Dirk P. Kroese, PhD, is a Professor of Mathematics and Statistics at The University of Queensland. He has published over 120 articles and five books in a wide range of areas in mathematics, statistics, data science, machine learning, and Monte Carlo methods. He is a pioneer of the well-known Cross-Entropy method—an adaptive Monte Carlo technique, which is being used around the world to help solve difficult estimation and optimization problems in science, engineering, and finance.

Zdravko Botev, PhD, is an Australian Mathematical Science Institute Lecturer in Data Science and Machine Learning with an appointment at the University of New South Wales in Sydney, Australia. He is the recipient of the 2018 Christopher Heyde Medal of the Australian Academy of Science for distinguished research in the Mathematical Sciences.

Thomas Taimre, PhD, is a Senior Lecturer of Mathematics and Statistics at The University of Queensland.  
His research interests range from applied probability and Monte Carlo methods to applied physics and the remarkably universal self-mixing effect in lasers. He has published over 100 articles, holds a patent, and is the coauthor of Handbook of Monte Carlo Methods (Wiley).

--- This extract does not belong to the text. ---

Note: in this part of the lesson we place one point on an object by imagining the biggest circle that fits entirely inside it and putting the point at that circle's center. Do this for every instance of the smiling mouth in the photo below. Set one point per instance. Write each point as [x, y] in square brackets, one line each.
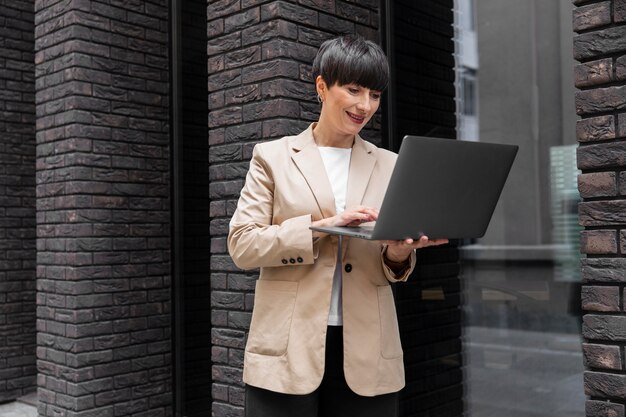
[355, 118]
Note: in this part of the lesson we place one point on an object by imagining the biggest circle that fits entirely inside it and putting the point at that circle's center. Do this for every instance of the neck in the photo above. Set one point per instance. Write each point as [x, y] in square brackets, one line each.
[324, 137]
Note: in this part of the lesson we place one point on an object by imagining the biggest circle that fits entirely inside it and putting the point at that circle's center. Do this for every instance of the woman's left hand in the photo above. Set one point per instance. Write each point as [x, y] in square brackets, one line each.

Radislav Vaisman, PhD, is a Lecturer of Mathematics and Statistics at The University of Queensland. His research interests lie at the intersection of applied probability, machine learning, and computer science. He has published over 20 articles and two books.






"The first impression when handling and opening this book at a random page is superb. A big format (A4) and heavy weight, because the paper quality is high, along with a spectacular style and large font, much colour and many plots, and blocks of python code enhanced in colour boxes. This makes the book attractive and easy to study...The book is a very well-designed data science course, with mathematical rigor in mind. Key concepts are highlighted in red in the margins, often with links to other parts of the book...This book will be excellent for those that want to build a strong mathematical foundation for their knowledge on the main machine learning techniques, and at the same time get python recipes on how to perform the analyses for worked examples."
- Victor Moreno, ISCB News, December 2020